99442
Telephone evaluation and management service by a physician or other qualified health care professional who may report evaluation and management services provided to an established patient, parent, or guardian not originating from a related E/M service provided within the previous 7 days nor leading to an E/M service or procedure within the next 24 hours or soonest available appointment; 11-20 minutes of medical discussion
CPT code 99442 represents a telephone evaluation and management (E/M) service provided by a physician or other qualified healthcare professional (QHP) to an established patient, parent, or guardian. This specific code is designated for encounters where the medical discussion lasts between 11 and 20 minutes. The service is strictly non-face-to-face and relies exclusively on audio-only telecommunication. To appropriately report this code, several strict temporal and relational criteria must be met. First, the patient must be an established patient to the practice, meaning they have received professional services from the physician or another physician of the exact same specialty and subspecialty who belongs to the same group practice within the past three years. Second, the telephone service cannot originate from a related E/M service that was provided within the previous seven days. If the telephone call is essentially a continuation or follow-up of a recent encounter, the time or work is considered bundled into that previous E/M service and cannot be reported separately. Furthermore, the telephone encounter must not lead to an E/M service or procedure within the next 24 hours or at the soonest available appointment. If the physician determines during the call that the patient needs to be seen urgently and schedules an appointment for the next day, the telephone service is not billed; rather, the time and complexity of the call are incorporated into the pre-encounter work of the subsequent face-to-face visit. During the call, the provider typically obtains a history, assesses the patient's clinical status, answers medical questions, reviews recent diagnostic test results, provides counseling or education, and establishes or modifies a treatment plan. Documentation must clearly record the medical necessity of the call, the identity of the person spoken to, the length of the medical discussion, the clinical details exchanged, and the resulting management plan. This code is particularly valuable for managing chronic conditions, addressing new acute but non-emergent symptoms, and providing timely medical guidance that prevents unnecessary emergency department visits while maintaining continuity of care.
Clinical Indications
- Established patient requiring medical assessment or management via an audio-only telephone call.

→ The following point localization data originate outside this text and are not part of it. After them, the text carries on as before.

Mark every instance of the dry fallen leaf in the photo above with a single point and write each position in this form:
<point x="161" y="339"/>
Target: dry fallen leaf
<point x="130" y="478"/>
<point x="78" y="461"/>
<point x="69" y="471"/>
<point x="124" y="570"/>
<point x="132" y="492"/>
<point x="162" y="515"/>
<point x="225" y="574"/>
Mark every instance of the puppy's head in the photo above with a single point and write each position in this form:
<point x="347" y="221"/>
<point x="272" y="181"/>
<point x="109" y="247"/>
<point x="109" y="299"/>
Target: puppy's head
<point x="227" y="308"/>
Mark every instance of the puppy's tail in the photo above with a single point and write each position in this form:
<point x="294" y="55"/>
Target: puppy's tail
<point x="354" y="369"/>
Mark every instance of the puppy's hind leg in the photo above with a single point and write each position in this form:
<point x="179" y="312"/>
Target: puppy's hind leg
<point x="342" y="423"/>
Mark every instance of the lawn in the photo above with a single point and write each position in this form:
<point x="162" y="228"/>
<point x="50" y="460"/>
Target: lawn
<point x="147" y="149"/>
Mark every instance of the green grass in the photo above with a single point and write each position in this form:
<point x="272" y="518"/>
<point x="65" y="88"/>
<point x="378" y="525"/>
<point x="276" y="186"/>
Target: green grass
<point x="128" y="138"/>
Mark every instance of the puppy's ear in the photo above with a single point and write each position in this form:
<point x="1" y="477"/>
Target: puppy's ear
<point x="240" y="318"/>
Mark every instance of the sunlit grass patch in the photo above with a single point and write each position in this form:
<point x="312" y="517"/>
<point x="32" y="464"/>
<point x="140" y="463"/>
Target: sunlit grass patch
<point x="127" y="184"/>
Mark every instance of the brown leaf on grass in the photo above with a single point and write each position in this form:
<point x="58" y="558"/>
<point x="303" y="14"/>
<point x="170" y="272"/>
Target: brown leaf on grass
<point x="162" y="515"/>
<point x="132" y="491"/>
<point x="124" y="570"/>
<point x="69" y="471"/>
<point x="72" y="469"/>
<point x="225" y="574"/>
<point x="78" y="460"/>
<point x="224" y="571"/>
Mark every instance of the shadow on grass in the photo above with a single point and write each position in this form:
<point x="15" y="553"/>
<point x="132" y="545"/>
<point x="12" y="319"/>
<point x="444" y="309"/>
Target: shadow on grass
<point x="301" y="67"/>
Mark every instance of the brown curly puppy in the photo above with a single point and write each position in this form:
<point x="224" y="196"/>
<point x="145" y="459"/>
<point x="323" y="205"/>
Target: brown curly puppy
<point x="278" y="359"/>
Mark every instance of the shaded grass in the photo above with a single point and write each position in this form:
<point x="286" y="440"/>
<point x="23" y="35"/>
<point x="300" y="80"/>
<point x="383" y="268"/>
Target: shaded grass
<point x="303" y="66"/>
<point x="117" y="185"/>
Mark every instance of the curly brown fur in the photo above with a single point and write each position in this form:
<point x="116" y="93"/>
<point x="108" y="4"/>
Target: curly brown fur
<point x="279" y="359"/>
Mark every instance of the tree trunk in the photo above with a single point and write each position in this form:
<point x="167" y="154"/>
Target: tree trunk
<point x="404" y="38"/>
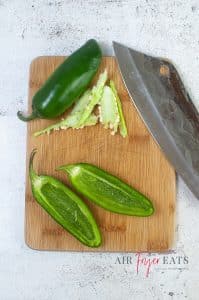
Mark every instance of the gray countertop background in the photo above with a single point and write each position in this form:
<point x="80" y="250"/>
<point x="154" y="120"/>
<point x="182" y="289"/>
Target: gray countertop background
<point x="47" y="27"/>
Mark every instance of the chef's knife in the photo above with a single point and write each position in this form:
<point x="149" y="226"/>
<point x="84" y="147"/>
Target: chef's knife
<point x="160" y="97"/>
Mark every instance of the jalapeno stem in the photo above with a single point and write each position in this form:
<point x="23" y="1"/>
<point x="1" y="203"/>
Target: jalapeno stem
<point x="24" y="117"/>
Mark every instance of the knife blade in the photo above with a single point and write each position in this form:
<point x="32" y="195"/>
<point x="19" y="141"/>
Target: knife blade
<point x="161" y="99"/>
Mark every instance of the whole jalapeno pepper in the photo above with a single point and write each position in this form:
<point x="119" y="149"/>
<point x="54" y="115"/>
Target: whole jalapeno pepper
<point x="66" y="83"/>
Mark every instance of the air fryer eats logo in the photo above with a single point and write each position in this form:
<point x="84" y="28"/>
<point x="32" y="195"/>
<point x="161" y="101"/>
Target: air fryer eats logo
<point x="144" y="263"/>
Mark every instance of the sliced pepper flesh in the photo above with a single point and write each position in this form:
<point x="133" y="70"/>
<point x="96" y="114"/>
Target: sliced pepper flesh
<point x="107" y="190"/>
<point x="65" y="207"/>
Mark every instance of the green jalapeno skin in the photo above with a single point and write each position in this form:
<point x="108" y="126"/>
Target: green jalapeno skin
<point x="65" y="207"/>
<point x="107" y="191"/>
<point x="66" y="83"/>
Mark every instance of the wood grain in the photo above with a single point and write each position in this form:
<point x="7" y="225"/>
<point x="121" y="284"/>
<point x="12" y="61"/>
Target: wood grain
<point x="136" y="159"/>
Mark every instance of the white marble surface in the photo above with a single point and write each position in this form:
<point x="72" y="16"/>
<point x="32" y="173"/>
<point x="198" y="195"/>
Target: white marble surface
<point x="47" y="27"/>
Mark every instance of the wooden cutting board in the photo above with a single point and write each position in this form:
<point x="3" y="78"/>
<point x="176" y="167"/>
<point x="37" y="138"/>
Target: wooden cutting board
<point x="136" y="159"/>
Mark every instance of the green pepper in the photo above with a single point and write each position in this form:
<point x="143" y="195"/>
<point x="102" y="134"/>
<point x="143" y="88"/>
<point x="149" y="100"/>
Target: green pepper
<point x="107" y="190"/>
<point x="65" y="207"/>
<point x="66" y="83"/>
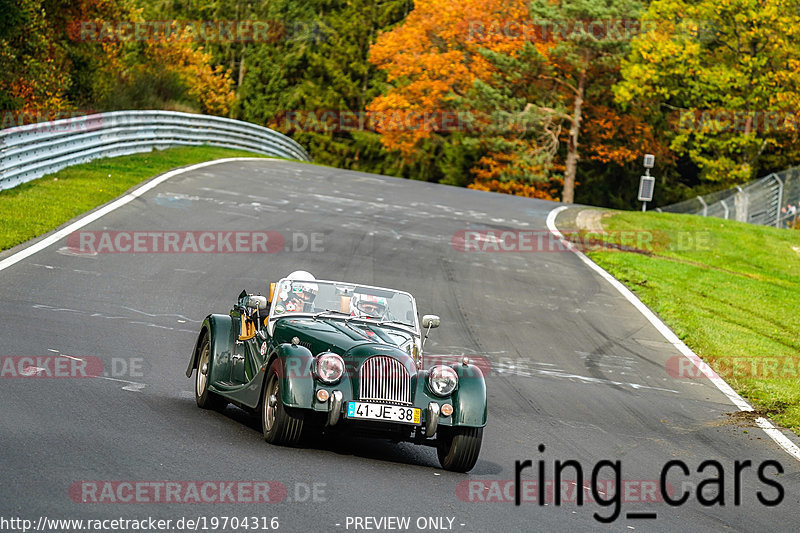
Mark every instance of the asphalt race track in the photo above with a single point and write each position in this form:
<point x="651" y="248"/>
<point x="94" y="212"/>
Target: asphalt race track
<point x="573" y="367"/>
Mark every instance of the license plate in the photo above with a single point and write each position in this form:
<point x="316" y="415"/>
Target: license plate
<point x="389" y="413"/>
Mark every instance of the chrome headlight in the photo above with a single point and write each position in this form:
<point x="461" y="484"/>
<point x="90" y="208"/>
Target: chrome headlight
<point x="442" y="380"/>
<point x="329" y="367"/>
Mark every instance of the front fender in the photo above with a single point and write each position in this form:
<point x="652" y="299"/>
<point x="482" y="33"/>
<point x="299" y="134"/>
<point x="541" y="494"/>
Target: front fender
<point x="220" y="328"/>
<point x="469" y="399"/>
<point x="294" y="369"/>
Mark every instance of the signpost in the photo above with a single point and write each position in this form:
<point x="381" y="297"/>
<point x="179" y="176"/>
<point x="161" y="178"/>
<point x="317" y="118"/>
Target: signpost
<point x="647" y="182"/>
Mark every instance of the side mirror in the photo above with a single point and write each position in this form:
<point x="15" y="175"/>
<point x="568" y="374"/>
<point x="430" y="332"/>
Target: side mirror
<point x="257" y="302"/>
<point x="430" y="321"/>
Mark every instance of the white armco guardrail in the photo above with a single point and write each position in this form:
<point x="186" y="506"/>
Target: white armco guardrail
<point x="34" y="150"/>
<point x="770" y="201"/>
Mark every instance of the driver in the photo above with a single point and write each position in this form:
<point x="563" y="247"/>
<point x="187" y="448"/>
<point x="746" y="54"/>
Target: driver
<point x="367" y="305"/>
<point x="299" y="295"/>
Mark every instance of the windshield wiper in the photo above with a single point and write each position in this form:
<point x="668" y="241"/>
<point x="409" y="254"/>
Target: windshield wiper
<point x="329" y="311"/>
<point x="396" y="322"/>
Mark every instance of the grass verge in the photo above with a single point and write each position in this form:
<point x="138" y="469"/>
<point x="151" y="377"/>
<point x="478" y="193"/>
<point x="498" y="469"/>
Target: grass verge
<point x="729" y="290"/>
<point x="36" y="207"/>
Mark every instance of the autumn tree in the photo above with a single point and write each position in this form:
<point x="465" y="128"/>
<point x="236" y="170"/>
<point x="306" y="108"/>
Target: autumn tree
<point x="34" y="76"/>
<point x="525" y="76"/>
<point x="728" y="76"/>
<point x="319" y="64"/>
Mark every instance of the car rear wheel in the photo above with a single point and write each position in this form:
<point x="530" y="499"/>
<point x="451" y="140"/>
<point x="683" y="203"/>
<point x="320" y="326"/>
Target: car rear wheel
<point x="458" y="447"/>
<point x="204" y="397"/>
<point x="280" y="424"/>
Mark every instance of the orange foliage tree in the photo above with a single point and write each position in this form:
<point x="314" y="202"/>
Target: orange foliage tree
<point x="534" y="99"/>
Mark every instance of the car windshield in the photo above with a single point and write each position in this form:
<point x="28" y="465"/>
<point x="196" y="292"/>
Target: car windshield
<point x="345" y="300"/>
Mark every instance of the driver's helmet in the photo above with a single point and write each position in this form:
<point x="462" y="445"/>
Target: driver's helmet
<point x="302" y="288"/>
<point x="368" y="305"/>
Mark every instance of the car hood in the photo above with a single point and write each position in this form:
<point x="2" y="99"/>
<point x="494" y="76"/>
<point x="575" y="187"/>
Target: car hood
<point x="335" y="336"/>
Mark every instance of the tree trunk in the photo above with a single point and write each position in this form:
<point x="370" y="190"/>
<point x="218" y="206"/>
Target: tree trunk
<point x="568" y="192"/>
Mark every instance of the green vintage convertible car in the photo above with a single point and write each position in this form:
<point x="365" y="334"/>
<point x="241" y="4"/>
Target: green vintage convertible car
<point x="328" y="355"/>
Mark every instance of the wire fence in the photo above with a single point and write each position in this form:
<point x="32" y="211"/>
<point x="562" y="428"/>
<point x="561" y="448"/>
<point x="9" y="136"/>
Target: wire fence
<point x="770" y="201"/>
<point x="34" y="150"/>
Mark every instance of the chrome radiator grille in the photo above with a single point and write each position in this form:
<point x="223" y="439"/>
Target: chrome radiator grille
<point x="384" y="379"/>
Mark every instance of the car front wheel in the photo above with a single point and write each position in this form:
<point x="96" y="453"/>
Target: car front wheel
<point x="458" y="447"/>
<point x="204" y="397"/>
<point x="281" y="425"/>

- Follow-up on newly prescribed medications requiring dosage adjustments or side-effect management.
- Discussion of complex laboratory or imaging results that require an immediate change in the medical management plan.

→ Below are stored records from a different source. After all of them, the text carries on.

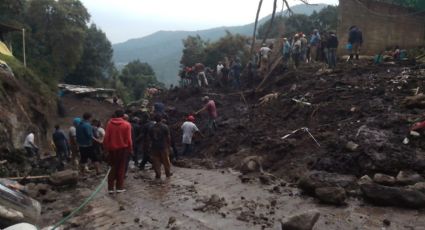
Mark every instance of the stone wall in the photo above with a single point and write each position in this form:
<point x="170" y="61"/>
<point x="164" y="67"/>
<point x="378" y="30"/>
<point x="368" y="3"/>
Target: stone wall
<point x="383" y="25"/>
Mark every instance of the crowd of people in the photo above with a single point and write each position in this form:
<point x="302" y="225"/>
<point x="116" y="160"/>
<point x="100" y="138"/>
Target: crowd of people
<point x="142" y="136"/>
<point x="226" y="74"/>
<point x="296" y="50"/>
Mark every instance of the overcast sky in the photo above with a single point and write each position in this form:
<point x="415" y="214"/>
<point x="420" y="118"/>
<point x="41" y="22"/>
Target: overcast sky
<point x="125" y="19"/>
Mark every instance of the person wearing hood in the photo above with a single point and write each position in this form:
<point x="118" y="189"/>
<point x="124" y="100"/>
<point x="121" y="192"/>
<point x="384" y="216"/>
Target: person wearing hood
<point x="85" y="144"/>
<point x="73" y="145"/>
<point x="314" y="45"/>
<point x="189" y="128"/>
<point x="118" y="145"/>
<point x="355" y="38"/>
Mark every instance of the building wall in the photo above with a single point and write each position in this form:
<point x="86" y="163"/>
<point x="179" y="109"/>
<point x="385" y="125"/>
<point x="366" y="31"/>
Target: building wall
<point x="383" y="25"/>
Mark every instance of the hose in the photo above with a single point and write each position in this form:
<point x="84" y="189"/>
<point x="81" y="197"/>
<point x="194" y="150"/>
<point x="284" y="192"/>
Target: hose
<point x="84" y="204"/>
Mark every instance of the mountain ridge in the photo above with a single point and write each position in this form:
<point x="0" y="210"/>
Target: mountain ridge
<point x="163" y="49"/>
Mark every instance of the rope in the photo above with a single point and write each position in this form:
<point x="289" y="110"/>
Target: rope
<point x="88" y="199"/>
<point x="388" y="15"/>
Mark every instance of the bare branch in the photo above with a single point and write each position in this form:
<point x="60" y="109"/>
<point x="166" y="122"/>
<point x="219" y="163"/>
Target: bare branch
<point x="271" y="21"/>
<point x="255" y="28"/>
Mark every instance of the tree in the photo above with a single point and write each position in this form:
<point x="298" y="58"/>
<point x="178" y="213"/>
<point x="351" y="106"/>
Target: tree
<point x="193" y="51"/>
<point x="229" y="45"/>
<point x="137" y="77"/>
<point x="57" y="30"/>
<point x="96" y="62"/>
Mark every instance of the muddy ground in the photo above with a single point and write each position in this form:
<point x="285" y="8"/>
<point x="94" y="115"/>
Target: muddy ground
<point x="361" y="103"/>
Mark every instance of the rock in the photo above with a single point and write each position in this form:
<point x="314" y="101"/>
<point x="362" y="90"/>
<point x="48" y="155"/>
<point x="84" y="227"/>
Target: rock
<point x="319" y="179"/>
<point x="171" y="220"/>
<point x="384" y="179"/>
<point x="251" y="164"/>
<point x="303" y="221"/>
<point x="393" y="196"/>
<point x="364" y="180"/>
<point x="409" y="178"/>
<point x="351" y="146"/>
<point x="420" y="186"/>
<point x="266" y="179"/>
<point x="331" y="195"/>
<point x="66" y="177"/>
<point x="386" y="222"/>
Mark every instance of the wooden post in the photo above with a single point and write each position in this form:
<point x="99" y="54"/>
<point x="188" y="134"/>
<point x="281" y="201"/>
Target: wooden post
<point x="23" y="47"/>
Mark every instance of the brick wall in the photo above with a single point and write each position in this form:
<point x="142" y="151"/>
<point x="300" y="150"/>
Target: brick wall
<point x="383" y="25"/>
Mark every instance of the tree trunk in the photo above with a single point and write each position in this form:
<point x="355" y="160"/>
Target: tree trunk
<point x="271" y="22"/>
<point x="255" y="28"/>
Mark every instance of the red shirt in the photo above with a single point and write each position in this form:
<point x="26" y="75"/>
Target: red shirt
<point x="118" y="135"/>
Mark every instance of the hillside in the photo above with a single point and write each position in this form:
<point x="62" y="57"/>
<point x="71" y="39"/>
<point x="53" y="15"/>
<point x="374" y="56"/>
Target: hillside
<point x="162" y="50"/>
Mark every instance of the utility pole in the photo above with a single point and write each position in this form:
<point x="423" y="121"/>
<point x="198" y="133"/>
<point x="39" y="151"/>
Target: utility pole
<point x="23" y="47"/>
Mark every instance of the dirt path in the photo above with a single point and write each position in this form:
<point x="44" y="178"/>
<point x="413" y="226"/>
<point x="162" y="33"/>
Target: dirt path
<point x="150" y="204"/>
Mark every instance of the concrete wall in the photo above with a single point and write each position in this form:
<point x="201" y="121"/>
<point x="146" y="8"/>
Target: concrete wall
<point x="383" y="25"/>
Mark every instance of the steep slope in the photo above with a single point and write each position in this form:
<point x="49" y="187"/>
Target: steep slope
<point x="163" y="49"/>
<point x="26" y="105"/>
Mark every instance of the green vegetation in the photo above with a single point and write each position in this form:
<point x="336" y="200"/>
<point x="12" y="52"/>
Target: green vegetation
<point x="163" y="49"/>
<point x="324" y="20"/>
<point x="210" y="53"/>
<point x="62" y="47"/>
<point x="36" y="83"/>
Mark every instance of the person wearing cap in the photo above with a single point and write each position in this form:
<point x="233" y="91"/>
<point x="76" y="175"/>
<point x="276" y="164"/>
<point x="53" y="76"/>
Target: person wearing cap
<point x="73" y="145"/>
<point x="189" y="128"/>
<point x="212" y="114"/>
<point x="160" y="143"/>
<point x="296" y="50"/>
<point x="314" y="45"/>
<point x="355" y="38"/>
<point x="264" y="57"/>
<point x="332" y="46"/>
<point x="286" y="53"/>
<point x="304" y="47"/>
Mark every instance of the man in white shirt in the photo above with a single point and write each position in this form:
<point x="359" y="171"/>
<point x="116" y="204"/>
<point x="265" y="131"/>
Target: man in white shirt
<point x="30" y="146"/>
<point x="189" y="128"/>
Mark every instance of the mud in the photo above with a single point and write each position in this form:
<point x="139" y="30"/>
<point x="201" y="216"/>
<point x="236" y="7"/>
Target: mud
<point x="151" y="204"/>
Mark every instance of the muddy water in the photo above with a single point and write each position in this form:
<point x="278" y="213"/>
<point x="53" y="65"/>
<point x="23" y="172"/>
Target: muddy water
<point x="149" y="204"/>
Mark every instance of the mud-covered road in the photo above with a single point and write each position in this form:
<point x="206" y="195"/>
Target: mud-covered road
<point x="184" y="202"/>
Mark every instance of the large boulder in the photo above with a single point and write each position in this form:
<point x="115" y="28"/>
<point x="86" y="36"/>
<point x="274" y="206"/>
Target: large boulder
<point x="384" y="179"/>
<point x="409" y="178"/>
<point x="331" y="195"/>
<point x="303" y="221"/>
<point x="393" y="196"/>
<point x="66" y="177"/>
<point x="319" y="179"/>
<point x="251" y="164"/>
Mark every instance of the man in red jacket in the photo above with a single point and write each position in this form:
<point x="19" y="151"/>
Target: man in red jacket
<point x="118" y="145"/>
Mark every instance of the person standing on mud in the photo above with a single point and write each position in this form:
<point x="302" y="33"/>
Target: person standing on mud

- Assessment of new, acute symptoms (e.g., mild dyspnea, isolated fever, localized rash) to determine if an in-person visit is medically necessary.
- Chronic disease management and exacerbation triage (e.g., asthma, type 2 diabetes mellitus, essential hypertension) preventing an unnecessary emergency room visit.

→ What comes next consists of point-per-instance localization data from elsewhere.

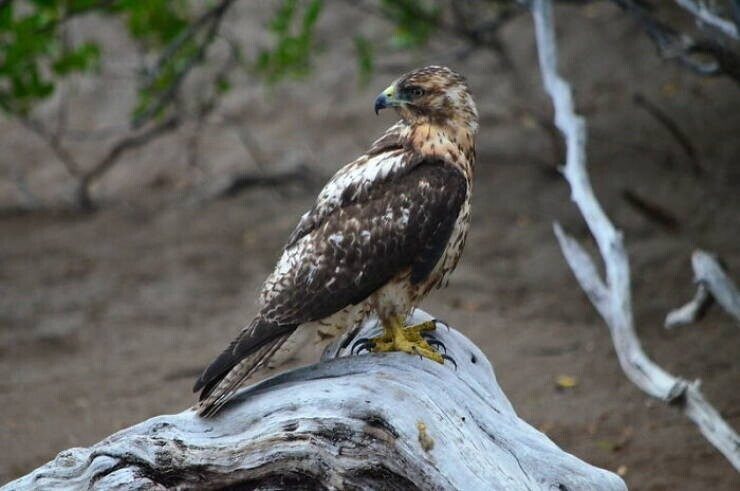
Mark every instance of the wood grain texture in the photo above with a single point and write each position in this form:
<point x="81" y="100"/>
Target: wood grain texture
<point x="380" y="421"/>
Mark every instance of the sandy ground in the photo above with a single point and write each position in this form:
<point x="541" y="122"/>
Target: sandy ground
<point x="105" y="319"/>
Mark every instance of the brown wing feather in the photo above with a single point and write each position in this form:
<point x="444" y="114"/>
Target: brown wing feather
<point x="355" y="250"/>
<point x="360" y="247"/>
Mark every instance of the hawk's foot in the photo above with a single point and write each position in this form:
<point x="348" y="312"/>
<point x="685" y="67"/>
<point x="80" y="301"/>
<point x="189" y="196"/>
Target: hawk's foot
<point x="396" y="337"/>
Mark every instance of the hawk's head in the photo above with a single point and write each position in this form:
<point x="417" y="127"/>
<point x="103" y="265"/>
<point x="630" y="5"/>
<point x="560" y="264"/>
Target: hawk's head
<point x="433" y="94"/>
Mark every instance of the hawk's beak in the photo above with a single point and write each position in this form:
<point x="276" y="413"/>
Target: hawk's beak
<point x="386" y="99"/>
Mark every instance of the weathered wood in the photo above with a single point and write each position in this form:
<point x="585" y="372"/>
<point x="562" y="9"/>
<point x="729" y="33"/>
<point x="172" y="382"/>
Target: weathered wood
<point x="612" y="296"/>
<point x="380" y="421"/>
<point x="712" y="283"/>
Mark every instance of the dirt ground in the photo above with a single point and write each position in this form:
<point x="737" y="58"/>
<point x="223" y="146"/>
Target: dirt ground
<point x="106" y="318"/>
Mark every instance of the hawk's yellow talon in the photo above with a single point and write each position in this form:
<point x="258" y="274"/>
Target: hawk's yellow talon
<point x="396" y="337"/>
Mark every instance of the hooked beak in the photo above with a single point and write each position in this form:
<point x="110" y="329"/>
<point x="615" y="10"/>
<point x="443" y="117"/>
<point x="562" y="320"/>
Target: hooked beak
<point x="386" y="99"/>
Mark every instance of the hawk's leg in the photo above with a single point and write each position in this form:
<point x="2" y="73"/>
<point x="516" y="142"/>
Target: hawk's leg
<point x="396" y="337"/>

- Patient, parent, or guardian initiated call for medical advice requiring exactly 11 to 20 minutes of active physician or QHP medical discussion.
Procedure Steps
- Patient, parent, or guardian initiates the telephone call to the physician or qualified healthcare professional.
- Verify patient identity and confirm established patient status within the provider's practice.
- Obtain a detailed history of the present illness, symptoms, or specific medical reason for the call.
- Perform a clinical assessment based solely on the reported symptoms and the patient's historical medical data.
- Review relevant electronic medical records, prior laboratory results, or recent imaging reports as necessary during the discussion.
- Formulate a medical decision or treatment plan, which may include prescribing new medication, modifying existing medication orders, or recommending conservative home care.
- Provide counseling and education to the patient, parent, or guardian regarding the management plan and expected clinical course.
- Determine if an in-person follow-up is required, ensuring it does not occur within the next 24 hours or soonest available appointment to allow for separate billing.
- Document the total time of the medical discussion (must be 11-20 minutes), clinical details, and confirm criteria regarding prior (7 days) and future (24 hours) E/M visits are met.
Coding Guidelines
- Do not report 99442 if the telephone call originates from a related E/M service provided within the previous 7 days. It is considered part of the previous service.
- Do not report 99442 if the call leads to an E/M service or procedure within the next 24 hours or the soonest available appointment. In such cases, the call is considered pre-visit work.
- Reportable only by physicians or qualified healthcare professionals who are licensed to report E/M services (e.g., MD, DO, NP, PA).
- For non-physician professionals who cannot report E/M services (e.g., physical therapists, dietitians, social workers), use codes 98966-98968 instead.
- The medical discussion time must be explicitly documented in the medical record, demonstrating exactly 11 to 20 minutes of time spent communicating with the patient, parent, or guardian.
- The call must be initiated by the established patient, parent, or guardian.
- May be subject to specific telehealth modifiers (e.g., modifier 95, modifier FQ) or place of service codes (e.g., POS 02 or 10) depending on the specific payer's current telemedicine and audio-only policies.
- Do not count time spent performing administrative tasks or chart review prior to or after the call; only the actual discussion time counts toward the 11-20 minutes.